Bug 553690

Summary: Xenified kernel crashes during F12 PV DomU's install packages deployment phase
Product: [openSUSE] openSUSE 11.2 Reporter: Boris Derzhavets <bderzhavets>
Component: XenAssignee: Jan Beulich <jbeulich>
Status: RESOLVED FIXED QA Contact: E-mail List <qa-bugs>
Severity: Major    
Priority: P2 - High CC: g.w.kant, gleixner, kcobler, rob
Version: RC 2   
Target Milestone: unspecified   
Hardware: x86-64   
OS: Other   
Whiteboard:
Found By: Community User Services Priority:
Business Priority: Blocker: ---
Marketing QA Status: --- IT Deployment: ---
Attachments: Runtime snapshot F12 PV DomU
Serial log for F12 PV DomU crash install
Another serial on different drive for kernel crash
linux-2.6.31.5-0.1.99.21.446052c built wit original .config for xenified kernel
debugging patch (kernel)
Serial log after applying the most recent patch
lspci -nn report attached
debugging patch (kernel, v2)
V1 reverted , V2 applied. Kernel has been rebuilt from scratch
debugging patch (kernel, v3)

Description Boris Derzhavets 2009-11-09 07:37:49 UTC
User-Agent:       Mozilla/5.0 (X11; U; Linux x86_64; en-US; rv:1.9.1.4) Gecko/20091027 Fedora/3.5.4-1.fc12 Firefox/3.5.4

Screen ( and system as entity) freeze during F12 PV DomU install via profile:-

[root@fedora12sda vms]# cat f12.install
name="F12PV"
memory=1024
disk = ['phy:/dev/sda8,xvda,w' ]
vif = [ 'bridge=br0' ]
vfb = [ 'type=vnc,vncunused=1']
kernel = "./vmlinuz"
ramdisk = "./initrd.img"
vcpus=1
on_reboot = 'restart'
on_crash = 'restart'

where installation vmlinuz & initrd.img obtained via wget from F12 HTTP Mirror (local or remote no matter)

# vncviewer localhost:0

Starts installer fine and allows to get until packages deployment phase. Three attempts have been made with the same result.
The system freeze when DomU install gets into packaging deploying phase, with the 3 led of the numeric pad blinking

Message from syslogd@dhcppc5
kernel: [960.891531] Call trace
Code: 00 00 85 c0 75 ad 4d . . . . . .
. . . . . . .
kernel: [960.891593] CR2:
ffffffffffffcb0

I've also tried text mode install , to avoid vnc console output.
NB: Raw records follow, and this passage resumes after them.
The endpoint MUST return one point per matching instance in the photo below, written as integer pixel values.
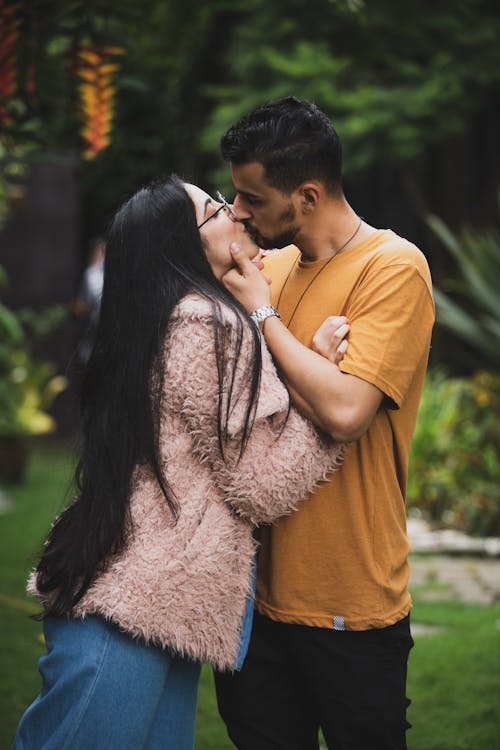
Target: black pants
(296, 679)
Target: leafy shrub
(28, 385)
(468, 305)
(455, 460)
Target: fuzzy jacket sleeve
(284, 458)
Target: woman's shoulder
(196, 307)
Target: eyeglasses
(225, 205)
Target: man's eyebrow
(207, 202)
(246, 194)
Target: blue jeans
(103, 690)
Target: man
(331, 635)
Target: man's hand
(246, 282)
(330, 339)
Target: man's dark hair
(292, 139)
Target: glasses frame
(225, 205)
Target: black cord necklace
(315, 275)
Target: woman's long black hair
(154, 257)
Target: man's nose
(241, 213)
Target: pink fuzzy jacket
(183, 585)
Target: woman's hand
(246, 282)
(330, 339)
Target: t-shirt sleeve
(391, 314)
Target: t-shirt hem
(326, 621)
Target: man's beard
(285, 237)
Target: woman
(188, 443)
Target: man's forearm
(316, 385)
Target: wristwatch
(262, 313)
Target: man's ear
(309, 193)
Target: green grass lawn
(454, 676)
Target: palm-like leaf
(473, 315)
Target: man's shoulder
(388, 249)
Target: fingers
(340, 351)
(330, 339)
(243, 264)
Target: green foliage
(28, 386)
(393, 77)
(455, 459)
(469, 305)
(452, 680)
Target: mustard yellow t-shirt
(340, 561)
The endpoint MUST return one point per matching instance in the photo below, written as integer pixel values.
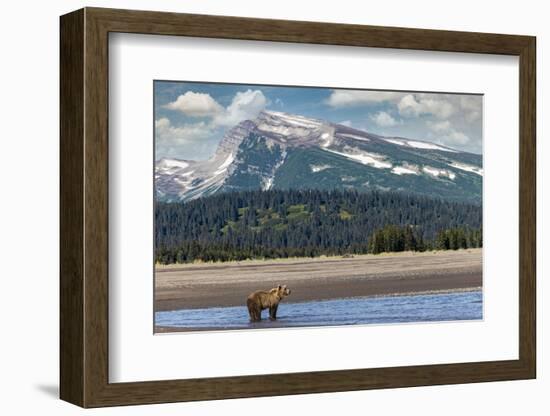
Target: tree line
(309, 223)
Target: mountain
(286, 151)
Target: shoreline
(198, 286)
(266, 324)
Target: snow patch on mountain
(355, 137)
(406, 169)
(439, 172)
(319, 168)
(365, 158)
(467, 168)
(419, 145)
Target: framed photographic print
(256, 207)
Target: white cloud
(245, 105)
(448, 134)
(165, 131)
(454, 138)
(439, 126)
(196, 104)
(414, 106)
(349, 98)
(384, 119)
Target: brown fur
(261, 299)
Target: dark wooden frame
(84, 207)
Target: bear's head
(281, 291)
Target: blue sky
(191, 118)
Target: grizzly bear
(261, 299)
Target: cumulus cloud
(454, 138)
(196, 104)
(447, 133)
(245, 105)
(384, 119)
(421, 104)
(349, 98)
(165, 131)
(439, 126)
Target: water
(350, 311)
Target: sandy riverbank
(228, 284)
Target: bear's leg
(273, 312)
(252, 311)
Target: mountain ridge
(286, 151)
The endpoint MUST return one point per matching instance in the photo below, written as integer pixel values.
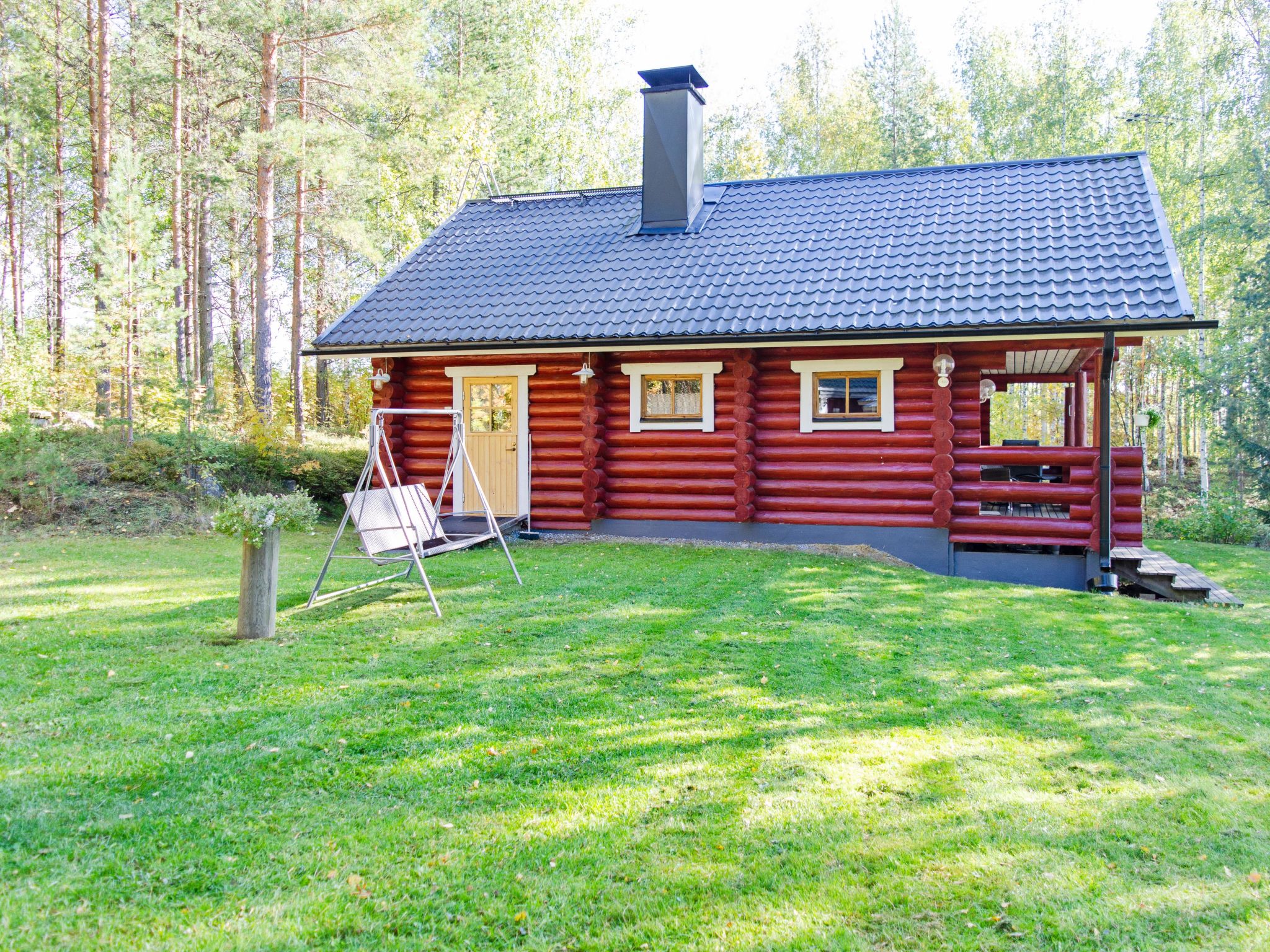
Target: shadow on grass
(698, 749)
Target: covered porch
(1020, 494)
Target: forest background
(195, 188)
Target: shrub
(148, 462)
(248, 517)
(1225, 521)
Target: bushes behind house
(162, 482)
(1223, 519)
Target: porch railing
(1053, 513)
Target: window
(672, 398)
(492, 408)
(846, 395)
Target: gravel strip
(554, 537)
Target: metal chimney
(673, 169)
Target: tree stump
(258, 587)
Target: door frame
(521, 372)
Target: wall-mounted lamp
(585, 374)
(943, 364)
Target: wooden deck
(1166, 578)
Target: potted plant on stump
(259, 521)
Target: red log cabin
(796, 359)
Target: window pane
(687, 397)
(658, 400)
(500, 394)
(831, 397)
(864, 397)
(500, 419)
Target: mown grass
(643, 748)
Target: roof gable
(1062, 242)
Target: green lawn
(643, 748)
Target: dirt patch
(873, 555)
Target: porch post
(745, 374)
(1080, 413)
(1108, 582)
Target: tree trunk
(12, 219)
(322, 375)
(263, 389)
(205, 300)
(99, 30)
(191, 238)
(177, 161)
(235, 312)
(298, 257)
(59, 286)
(258, 587)
(130, 327)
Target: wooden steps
(1161, 575)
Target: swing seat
(399, 523)
(384, 536)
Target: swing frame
(380, 462)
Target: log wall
(756, 465)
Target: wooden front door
(489, 416)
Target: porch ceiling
(1036, 362)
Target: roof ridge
(814, 177)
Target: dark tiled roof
(1029, 243)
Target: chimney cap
(673, 76)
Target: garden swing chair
(398, 523)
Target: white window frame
(886, 369)
(522, 372)
(639, 371)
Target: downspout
(1108, 582)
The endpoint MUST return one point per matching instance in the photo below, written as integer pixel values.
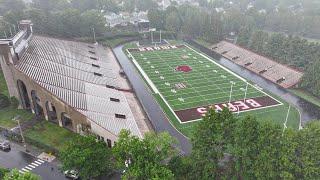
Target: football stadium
(186, 83)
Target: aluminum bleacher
(280, 74)
(80, 75)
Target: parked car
(5, 145)
(72, 174)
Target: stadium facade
(72, 84)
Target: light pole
(285, 122)
(17, 118)
(245, 93)
(232, 83)
(94, 34)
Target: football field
(188, 83)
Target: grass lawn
(50, 134)
(306, 96)
(8, 113)
(207, 83)
(203, 42)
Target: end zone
(192, 114)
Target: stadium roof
(78, 74)
(278, 73)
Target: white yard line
(155, 89)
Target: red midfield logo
(184, 68)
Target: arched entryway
(51, 112)
(36, 104)
(66, 121)
(24, 98)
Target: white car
(72, 174)
(5, 145)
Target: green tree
(181, 166)
(156, 18)
(84, 5)
(210, 141)
(90, 157)
(92, 19)
(3, 172)
(308, 152)
(16, 175)
(50, 5)
(144, 158)
(11, 5)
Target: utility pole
(285, 122)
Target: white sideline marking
(31, 166)
(26, 170)
(41, 160)
(34, 164)
(155, 89)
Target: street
(24, 162)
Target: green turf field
(206, 83)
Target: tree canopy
(144, 158)
(90, 157)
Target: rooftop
(81, 75)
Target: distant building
(125, 18)
(75, 85)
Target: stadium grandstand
(282, 75)
(73, 84)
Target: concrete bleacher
(280, 74)
(67, 69)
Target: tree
(3, 172)
(92, 19)
(11, 5)
(90, 157)
(211, 140)
(16, 175)
(108, 5)
(144, 158)
(144, 5)
(181, 166)
(308, 154)
(50, 5)
(84, 5)
(311, 79)
(156, 18)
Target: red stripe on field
(234, 106)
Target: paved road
(157, 117)
(25, 162)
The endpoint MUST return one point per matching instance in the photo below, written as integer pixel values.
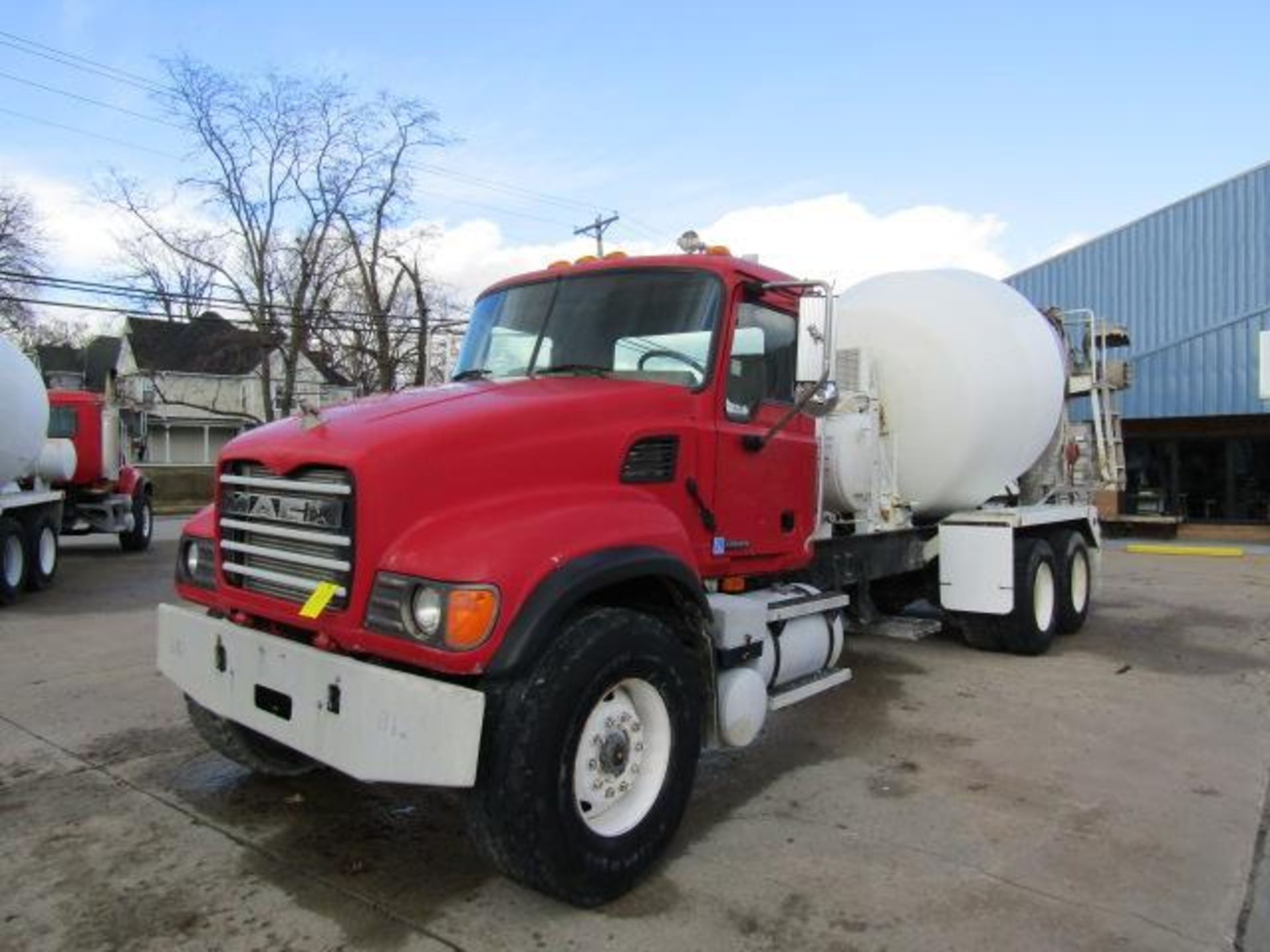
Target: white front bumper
(372, 723)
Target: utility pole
(597, 229)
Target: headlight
(426, 610)
(440, 615)
(194, 563)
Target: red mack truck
(643, 516)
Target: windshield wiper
(595, 370)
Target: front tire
(13, 561)
(138, 539)
(245, 746)
(589, 758)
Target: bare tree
(177, 285)
(310, 183)
(388, 281)
(21, 260)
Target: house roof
(206, 344)
(95, 362)
(60, 358)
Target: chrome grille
(281, 536)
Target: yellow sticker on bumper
(319, 600)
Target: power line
(125, 74)
(65, 61)
(105, 290)
(85, 132)
(241, 323)
(99, 69)
(89, 100)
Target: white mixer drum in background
(23, 413)
(970, 380)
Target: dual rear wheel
(1052, 597)
(28, 555)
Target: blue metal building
(1191, 282)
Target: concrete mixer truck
(62, 471)
(654, 500)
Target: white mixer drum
(23, 413)
(970, 380)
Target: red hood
(418, 430)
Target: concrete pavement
(1108, 796)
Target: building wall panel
(1191, 282)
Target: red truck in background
(618, 537)
(63, 471)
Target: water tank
(969, 377)
(24, 407)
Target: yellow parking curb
(1214, 551)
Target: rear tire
(138, 539)
(589, 758)
(13, 561)
(1075, 580)
(1031, 627)
(245, 746)
(44, 553)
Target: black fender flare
(548, 606)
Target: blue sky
(1033, 125)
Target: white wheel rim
(15, 561)
(48, 551)
(624, 753)
(1043, 597)
(1080, 582)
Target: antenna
(597, 229)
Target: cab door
(765, 499)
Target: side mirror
(816, 393)
(813, 314)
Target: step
(800, 606)
(807, 687)
(904, 627)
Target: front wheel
(138, 539)
(589, 760)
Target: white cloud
(80, 233)
(831, 237)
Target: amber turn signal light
(470, 616)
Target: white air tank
(969, 377)
(23, 414)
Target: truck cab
(106, 494)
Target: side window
(63, 423)
(761, 365)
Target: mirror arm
(755, 444)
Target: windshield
(653, 325)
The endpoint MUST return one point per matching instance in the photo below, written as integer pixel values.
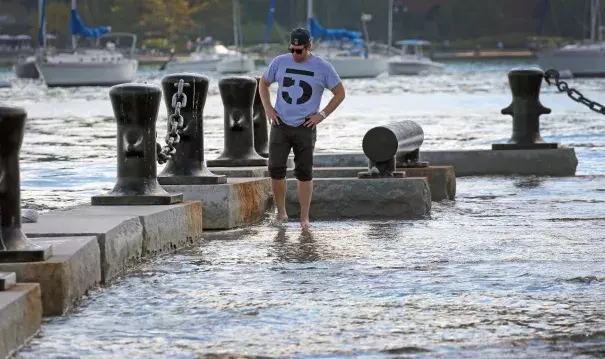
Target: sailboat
(206, 56)
(87, 67)
(580, 60)
(237, 62)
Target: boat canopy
(77, 27)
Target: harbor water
(513, 268)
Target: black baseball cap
(300, 36)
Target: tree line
(166, 24)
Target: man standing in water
(302, 78)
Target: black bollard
(526, 110)
(186, 166)
(135, 107)
(237, 93)
(390, 146)
(15, 246)
(261, 129)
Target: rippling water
(515, 267)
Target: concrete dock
(441, 179)
(558, 162)
(347, 198)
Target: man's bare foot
(304, 224)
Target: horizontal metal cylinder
(382, 143)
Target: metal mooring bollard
(187, 165)
(526, 110)
(237, 93)
(14, 244)
(261, 128)
(135, 107)
(390, 146)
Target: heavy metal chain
(175, 124)
(571, 92)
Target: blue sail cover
(342, 35)
(41, 30)
(270, 21)
(77, 27)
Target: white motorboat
(105, 66)
(581, 60)
(237, 62)
(349, 66)
(87, 68)
(415, 63)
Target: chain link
(175, 124)
(574, 94)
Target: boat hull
(70, 74)
(26, 70)
(580, 63)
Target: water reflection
(302, 249)
(528, 182)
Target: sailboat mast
(73, 37)
(390, 29)
(309, 13)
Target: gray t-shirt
(301, 85)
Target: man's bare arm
(265, 97)
(339, 95)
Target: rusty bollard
(237, 93)
(135, 107)
(187, 165)
(393, 145)
(15, 246)
(526, 110)
(261, 128)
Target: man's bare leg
(279, 194)
(305, 192)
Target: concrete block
(540, 162)
(239, 202)
(120, 236)
(441, 179)
(550, 162)
(349, 159)
(20, 316)
(7, 280)
(64, 278)
(336, 198)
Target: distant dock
(484, 55)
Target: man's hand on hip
(271, 115)
(313, 120)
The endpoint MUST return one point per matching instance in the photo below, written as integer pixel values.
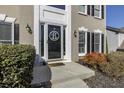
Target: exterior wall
(113, 41)
(89, 22)
(24, 16)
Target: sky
(115, 15)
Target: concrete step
(70, 71)
(75, 83)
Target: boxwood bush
(115, 65)
(16, 65)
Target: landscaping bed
(109, 69)
(100, 80)
(16, 65)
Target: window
(97, 42)
(64, 42)
(83, 9)
(5, 33)
(97, 11)
(42, 40)
(81, 42)
(58, 6)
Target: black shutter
(102, 11)
(92, 42)
(16, 33)
(88, 9)
(92, 10)
(88, 42)
(102, 43)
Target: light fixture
(28, 29)
(75, 33)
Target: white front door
(53, 41)
(82, 43)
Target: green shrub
(115, 65)
(16, 65)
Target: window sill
(82, 13)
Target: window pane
(58, 6)
(96, 42)
(97, 7)
(42, 40)
(5, 31)
(97, 38)
(97, 13)
(96, 48)
(97, 10)
(82, 8)
(64, 40)
(81, 42)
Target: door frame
(46, 41)
(85, 46)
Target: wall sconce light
(75, 33)
(28, 29)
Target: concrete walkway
(67, 75)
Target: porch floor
(63, 75)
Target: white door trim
(85, 51)
(46, 41)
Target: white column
(36, 32)
(68, 42)
(36, 27)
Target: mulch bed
(100, 80)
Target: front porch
(62, 75)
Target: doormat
(56, 64)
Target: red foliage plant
(94, 58)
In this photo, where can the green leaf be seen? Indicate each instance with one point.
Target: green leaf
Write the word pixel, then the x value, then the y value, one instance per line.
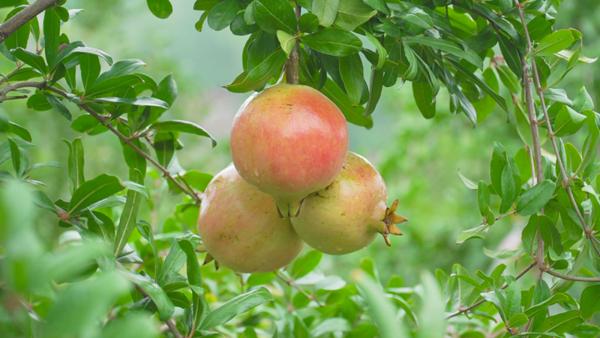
pixel 138 101
pixel 59 106
pixel 155 292
pixel 259 75
pixel 196 179
pixel 325 10
pixel 375 88
pixel 588 301
pixel 94 190
pixel 535 198
pixel 164 146
pixel 132 324
pixel 90 69
pixel 78 47
pixel 76 163
pixel 331 326
pixel 115 76
pixel 128 219
pixel 167 90
pixel 333 41
pixel 81 306
pixel 424 98
pixel 353 13
pixel 432 313
pixel 51 27
pixel 476 232
pixel 382 54
pixel 561 322
pixel 352 113
pixel 160 8
pixel 508 188
pixel 31 59
pixel 234 307
pixel 184 127
pixel 222 14
pixel 379 5
pixel 496 166
pixel 351 72
pixel 274 15
pixel 379 308
pixel 308 23
pixel 446 46
pixel 15 155
pixel 286 41
pixel 557 41
pixel 483 198
pixel 567 121
pixel 304 264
With profile:-

# cat f12.instext
name="F12PV"
memory=1024
disk = ['phy:/dev/sda8,xvda,w' ]
vif = [ 'bridge=br0' ]
kernel = "./vmlinuz"
ramdisk = "./initrd.img"
vcpus=1
on_reboot = 'restart'
on_crash = 'restart'

# xm create -c f12.instext

System crashes in packages deployment phase again
Setting up serial console to capture kernel trace might take several days.




Reproducible: Always

Steps to Reproduce:
Attempt to create F12 PV DomU.
Actual Results:  
Xenified kernel crashes.

Expected Results:  
PV DomU gets installed
Comment 1 Jan Beulich 2009-11-09 08:09:51 UTC
We'll need the full kernel/hypervisor log (or at the very least the full kernel register/stack dump, including the last few lines that precede it).
Comment 2 Boris Derzhavets 2009-11-09 18:29:20 UTC
I attempted three more times to install F12 PV DomU switching to kernel
console right after package deployment phase started. 2 times install succeded
and 1 time failed. 

In case of success CTRL+ALT+F1 , login in text mode,
kill -9 pid_of_Xorg. X-Server up again.
Loading DomU via profile :-

dhcppc5:~/vms # cat f12.pyrun
name="VF12"
memory=2048
kernel="./vmlinuz-2.6.31.5-122.fc12.x86_64"
ramdisk="./initramfs-2.6.31.5-122.fc12.x86_64.img"
root="/dev/mapper/vg_fedora-lv_root"
disk = ['phy:/dev/sda9,xvda,w' ]
vif = [ 'bridge=br0' ]
vfb = [ 'type=vnc,vncunused=1']
vcpus=1
on_reboot = 'restart'
on_crash = 'restart'

Pygrub cannot load F12 DomU (bootloader returns no date).
Seems like Xen has been built without e2fsprogs-devel.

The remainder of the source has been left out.